Healthcare Accreditation Certification Program Newsletter
May 2020

ARS Regulatory Alerts

CIHQ-ARS notifies member organizations of any new or modified accreditation standard, or CMS COP for acute care hospitals. Each alert summarizes the standard / regulation, likely impact to members, and recommends compliance strategies. Whenever possible, alerts are limited to one-page in length so that they can be quickly read and disseminated.

New Regulatory Alert

Alert Date
April 30, 2020
Alert Subject
CMS Issues Guidance on COVID-19 Testing & CLIA Requirements
Alert Applicability
Acute Care Ambulatory Care Behavioral Health
Critical Access Home Health / Hospice Laboratory
Long Term Care Other: __________  
Alert Background
In a letter to State enforcement agencies dated 4/30/20, CMS issued guidance on CLIA requirements and COVID-19 laboratory testing. In the guidance, CMS reaffirmed the requirement that “laboratories need a CLIA certificate to perform SARS-CoV-2 testing.

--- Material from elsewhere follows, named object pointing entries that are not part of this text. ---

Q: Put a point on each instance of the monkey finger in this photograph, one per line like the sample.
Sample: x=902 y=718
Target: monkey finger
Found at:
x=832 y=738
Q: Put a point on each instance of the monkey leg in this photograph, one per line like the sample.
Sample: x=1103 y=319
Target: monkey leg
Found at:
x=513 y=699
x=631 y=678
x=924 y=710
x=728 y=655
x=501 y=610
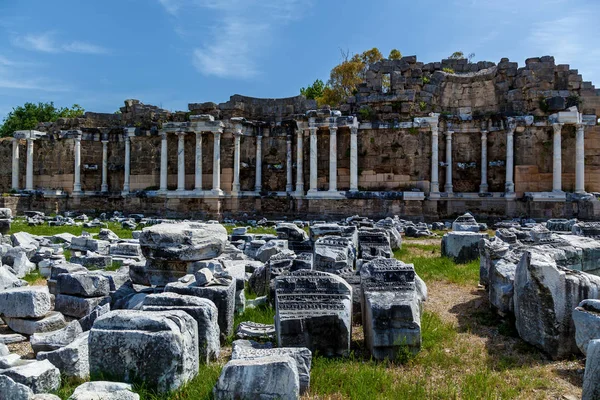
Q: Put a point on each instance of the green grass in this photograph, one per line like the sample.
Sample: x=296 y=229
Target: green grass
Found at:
x=430 y=265
x=20 y=225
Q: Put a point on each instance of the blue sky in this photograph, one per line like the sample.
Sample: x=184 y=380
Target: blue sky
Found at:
x=174 y=52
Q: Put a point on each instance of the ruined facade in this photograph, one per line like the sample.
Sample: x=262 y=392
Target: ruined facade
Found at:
x=416 y=139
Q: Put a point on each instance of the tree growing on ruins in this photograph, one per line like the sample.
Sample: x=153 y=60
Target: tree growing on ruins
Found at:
x=30 y=114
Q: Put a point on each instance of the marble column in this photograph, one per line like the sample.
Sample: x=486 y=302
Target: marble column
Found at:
x=557 y=159
x=354 y=159
x=180 y=161
x=77 y=172
x=164 y=163
x=104 y=186
x=15 y=164
x=299 y=162
x=288 y=156
x=580 y=159
x=483 y=187
x=29 y=170
x=448 y=185
x=198 y=165
x=435 y=161
x=217 y=164
x=258 y=178
x=127 y=162
x=509 y=185
x=333 y=159
x=237 y=136
x=313 y=160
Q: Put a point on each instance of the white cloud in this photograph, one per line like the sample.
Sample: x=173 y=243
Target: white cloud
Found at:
x=47 y=43
x=243 y=31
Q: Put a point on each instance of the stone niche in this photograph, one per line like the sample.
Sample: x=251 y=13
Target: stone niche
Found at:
x=314 y=310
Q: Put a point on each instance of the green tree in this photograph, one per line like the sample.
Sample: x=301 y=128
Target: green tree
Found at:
x=30 y=114
x=314 y=91
x=395 y=54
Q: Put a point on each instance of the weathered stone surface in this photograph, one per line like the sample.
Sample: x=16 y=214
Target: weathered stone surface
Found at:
x=54 y=340
x=545 y=295
x=314 y=310
x=586 y=317
x=392 y=296
x=202 y=310
x=72 y=359
x=78 y=307
x=273 y=377
x=462 y=246
x=301 y=355
x=25 y=302
x=50 y=322
x=591 y=377
x=334 y=254
x=39 y=376
x=222 y=296
x=84 y=284
x=186 y=241
x=121 y=344
x=101 y=390
x=9 y=389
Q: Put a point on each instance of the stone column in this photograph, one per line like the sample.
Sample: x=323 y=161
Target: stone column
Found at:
x=299 y=162
x=580 y=160
x=217 y=164
x=127 y=161
x=258 y=178
x=164 y=163
x=29 y=170
x=198 y=165
x=483 y=187
x=333 y=159
x=180 y=161
x=77 y=172
x=15 y=165
x=354 y=159
x=510 y=161
x=448 y=185
x=237 y=136
x=313 y=160
x=288 y=156
x=557 y=159
x=104 y=186
x=435 y=161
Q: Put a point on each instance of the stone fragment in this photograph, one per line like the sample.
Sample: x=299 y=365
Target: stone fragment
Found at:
x=158 y=348
x=54 y=340
x=83 y=284
x=545 y=295
x=39 y=376
x=586 y=317
x=202 y=310
x=392 y=296
x=78 y=307
x=72 y=359
x=314 y=310
x=25 y=302
x=222 y=296
x=273 y=377
x=50 y=322
x=301 y=355
x=462 y=246
x=101 y=390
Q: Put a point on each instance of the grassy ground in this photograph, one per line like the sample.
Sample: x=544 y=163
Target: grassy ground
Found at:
x=467 y=351
x=20 y=225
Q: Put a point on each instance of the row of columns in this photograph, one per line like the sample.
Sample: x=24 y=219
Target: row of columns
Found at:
x=509 y=180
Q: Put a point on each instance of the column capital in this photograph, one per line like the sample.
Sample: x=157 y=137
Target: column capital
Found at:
x=557 y=127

Under CLIA, laboratories are prohibited from testing human specimens for the purpose of diagnosis, prevention, treatment, or health assessment without a valid CLIA certificate. Clinical laboratories and facilities such as academic laboratories, research laboratories, pharmacies, physician offices, urgent care clinics, and veterinary laboratories need CLIA certification to perform SARS-CoV-2 testing on human specimens”.
Discussion & Recommendations
To view the discussion & recommendations ARS Organization Members can download this alert in its entirety when logged-in/connected to the ARS Members section. All alerts are archived in the member’s only section of our web site for future access and reference.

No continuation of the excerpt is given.